A standard implementation of this part is in :class:`SGDClientTrainer`.

Server global aggregation#

Calculation tasks related with PyTorch should be define in ServerHandler part. In FedLab, our basic class of Handler is defined in ServerHandler.

class ServerHandler(ModelMaintainer):
    """An abstract class representing handler of parameter server.

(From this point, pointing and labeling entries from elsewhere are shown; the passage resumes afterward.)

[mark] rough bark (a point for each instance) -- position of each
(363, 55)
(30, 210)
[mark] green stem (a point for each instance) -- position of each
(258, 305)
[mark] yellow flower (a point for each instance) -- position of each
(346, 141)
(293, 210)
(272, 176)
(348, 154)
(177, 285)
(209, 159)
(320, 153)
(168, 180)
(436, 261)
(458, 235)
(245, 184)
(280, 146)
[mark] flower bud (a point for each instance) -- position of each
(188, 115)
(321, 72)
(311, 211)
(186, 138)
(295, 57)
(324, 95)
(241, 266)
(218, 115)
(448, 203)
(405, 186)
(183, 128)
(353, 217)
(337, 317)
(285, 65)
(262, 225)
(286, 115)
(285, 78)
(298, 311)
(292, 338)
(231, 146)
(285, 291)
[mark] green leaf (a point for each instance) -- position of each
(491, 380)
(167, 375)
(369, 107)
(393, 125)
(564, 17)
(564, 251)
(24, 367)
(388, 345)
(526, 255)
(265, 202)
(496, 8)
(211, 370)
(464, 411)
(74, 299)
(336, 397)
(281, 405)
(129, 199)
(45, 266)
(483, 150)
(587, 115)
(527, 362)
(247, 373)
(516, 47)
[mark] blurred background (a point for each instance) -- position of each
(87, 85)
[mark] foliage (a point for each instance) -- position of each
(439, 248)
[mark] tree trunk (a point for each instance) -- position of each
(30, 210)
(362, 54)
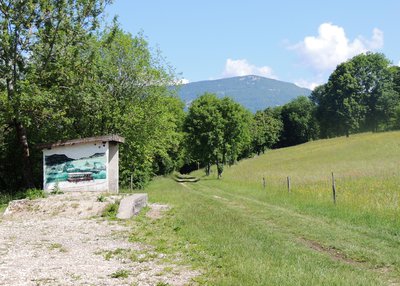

    Please make sure that your self-defined server handler class subclasses this class

    Example:
        Read source code of :class:`SyncServerHandler` and :class:`AsyncServerHandler`.

    Args:
        model (torch.nn.Module): PyTorch model.
        cuda (bool): Use GPUs or not.
        device (str, optional): Assign model/data to the given GPUs. E.g., 'device:0' or 'device:0,1'. Defaults to None. If device is None and cuda is True, FedLab will set the gpu with the largest memory as default.
    """
    def __init__(self,
                model: torch.nn.Module,
                cuda: bool,
                device: str = None) -> None:
        super().__init__(model, cuda, device)

    @property
    @abstractmethod
    def downlink_package(self) -> List[torch.Tensor]:
        """Property for manager layer. Server manager will call this property when activates clients."""
        raise NotImplementedError()

    @property
    @abstractmethod
    def if_stop(self) -> bool:
        """:class:`NetworkManager` keeps monitoring this attribute, and it will stop all related processes and threads when ``True`` returned."""
        return False

    @abstractmethod
    def setup_optim(self):
        """Override this function to load your optimization hyperparameters."""
        raise NotImplementedError()

    @abstractmethod
    def global_update(self, buffer):
        raise NotImplementedError()

    @abstractmethod
    def load(self, payload):
        """Override this function to define how to update global model (aggregation or optimization)."""
        raise NotImplementedError()

    @abstractmethod
    def evaluate(self):
        """Override this function to define the evaluation of global model."""
        raise NotImplementedError()

User can define server aggregation strategy by finish following functions:

  • You can overwrite _update_global_model() to customize global procedure.

  • _update_global_model() is required to manipulate global model parameters (self._model).

  • Summarised FL aggregation strategies are implemented in fedlab.utils.aggregator.

A standard implementation of this part is in SyncParameterServerHandler.